ふらいんぐうぃっちのレビュー
青森×高校生魔女のほのぼの物語
舞台はふらいんぐうぃっちの作者・石塚千尋さんの故郷である青森県弘前市。主人公は横浜から青森の倉本家にホームステイしてきた、高校1年生の「真琴」。見た目は一見普通の女子高生である真琴だが、実は「魔女」である。何かが起こりそうなこの設定だが、結論からいうと、何も起きない。派手なバトルシーンや色恋沙汰など一切ないため、「○○と○○が因縁の仲で〜」とか「○○と○○は恋人で〜」とか、これといって特筆する設定もない。しかし、それがこの漫画が持っている魅力のうちの一つではないかと私は思う。何も起きない平和な日常の中にもちょっとしたイベントやトラブルがあって、ファンタジーではありつつも、作品の中に没入できる不思議なリアルさがあるのだ。「魔女」という設定はわりとありふれていると思うが、ふらいんぐうぃっちがアニメ化されるほど一躍有名になった理由は、ファンタジーあふれる「魔女」という存在と、現実味あふれる「田舎の日常」を作者が見事に融合させたからではないだろうか。マンガというのは、どうしてもファンタジーか日常に片寄りがちだと思うが、ふらいんぐうぃっちに関していえば、そのバランスが見事に取れていて、「何かありそう」と感じられるのである。

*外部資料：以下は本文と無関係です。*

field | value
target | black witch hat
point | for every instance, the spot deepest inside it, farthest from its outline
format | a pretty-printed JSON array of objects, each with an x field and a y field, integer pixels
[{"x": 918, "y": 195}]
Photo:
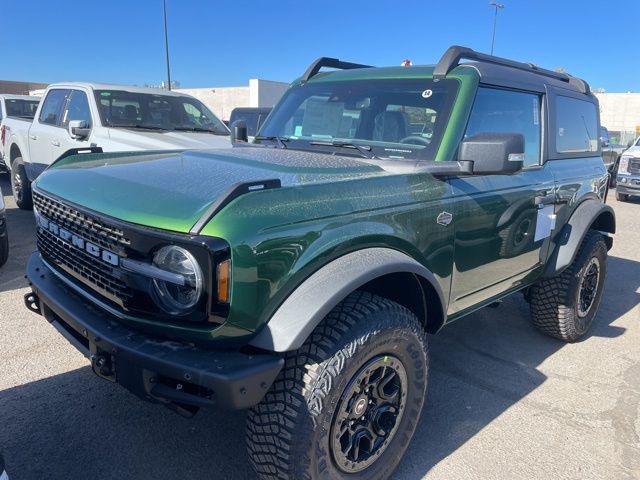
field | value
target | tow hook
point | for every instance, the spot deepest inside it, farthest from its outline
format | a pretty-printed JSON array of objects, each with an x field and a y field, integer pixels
[
  {"x": 102, "y": 365},
  {"x": 32, "y": 302}
]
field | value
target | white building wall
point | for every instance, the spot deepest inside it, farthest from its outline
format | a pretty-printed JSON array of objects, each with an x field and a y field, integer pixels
[
  {"x": 222, "y": 100},
  {"x": 620, "y": 112}
]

今回は、そんなふらいんぐうぃっちについて語ろうと思う。
登場人物
よく出てくる登場人物のみ、ざっと紹介しようと思う。
木幡真琴・・・この物語の主人公。魔女。高校1年生で、魔女の修行をすべく横浜から青森に引っ越してきた。親戚の倉本家にホームステイ中で、物語はこの倉本家を中心に展開される。容姿はお尻の下まである長髪・黒髪で、前髪パッツンである。魔女であることをクラスメイトの石渡那央にうっかりバラしてしまうぐらいの天然ぶりで、基本的に危機管理能力は低い。ネコの使い魔「チトさん」が相棒。魔女なだけあって、ネコ語が分かる。
木幡茜・・・真琴の姉。色黒で活発。たまにテレポートでよく分からないマニアックな国に放浪していたりする。倉本千夏に師匠と慕われるほど魔女としては優れている。

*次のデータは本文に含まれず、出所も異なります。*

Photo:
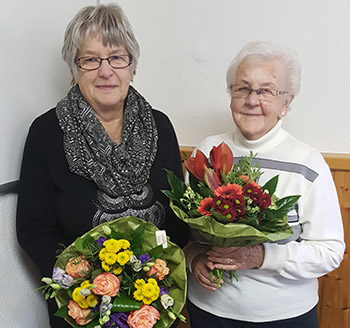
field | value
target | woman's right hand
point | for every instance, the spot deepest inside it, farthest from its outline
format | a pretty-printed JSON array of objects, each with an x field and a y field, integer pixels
[{"x": 200, "y": 269}]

倉本圭・・・真琴の親戚。容姿は黒髪で、耳が隠れるくらいの長さ。真琴とは同い年で、フツーの漫画なら色恋沙汰に発展しそうだが、そんな気配はみじんもない。寛容で面倒見がいいためか、よくいじられる。愛されキャラ。
倉本千夏・・・圭の妹。小学生で、好奇心旺盛。黒髪で二つ結び。普通の人間だが、木幡茜に弟子入りし、魔女になるためほどよく修行中。何にでも興味を持ち、チャレンジするがとばっちりをくらうことも。
石渡那央・・・真琴の親友。真琴が魔女だということを知ったときはかなり動揺していたが、受け入れてからは目の前で起こる不思議現象をそれが当たり前かのように見るようになった肝っ玉の持ち主。茜からは倉本圭とデキてると思われているため、圭とセットでいじられる。酒屋の娘。ちなみに、父ちゃんからも圭とデキてると思われている模様。容姿は茶髪で肩くらいまでの髪の長さがあり、話ごとに髪型が変わるおしゃれさん。
犬養さん・・・秋田出身の魔女。茶髪のショートボブで秋田美人。あることがきっかけで昼間は犬の獣人になってしまう、逆狼女となる。占いが得意。性格は優しくて穏やか。
ふらいんぐうぃっちの魅力
ふらいんぐうぃっちの魅力の一つに、田舎ならではの自然豊かな風景と、そこに暮らす人々の日常の描写がある。作者の石塚千尋さんはこのふらいんぐうぃっちを描くにあたって、「嘘っぽくならないように現実世界をしっかり描きたい」と言っており、実際漫画に出てくる背景などは青森にある現実の景色なのである。そして、その馴染みのある背景の中にさりげなく魔女や使い魔、さらには精霊や幽霊が出てくるから、何だか本当にありそうだと感じられるのだろう。ちなみに石塚さんはこうも語っている。「“上手い”じゃなく、“売れる”絵を描こう、それをだれにも負けない強みにしようと決めました。」その狙いは見事にヒットし、そのむつこすぎないシンプルなキャラクターの線は見ていて疲れないし、どの年代でも受け入れられる作画であるといえる。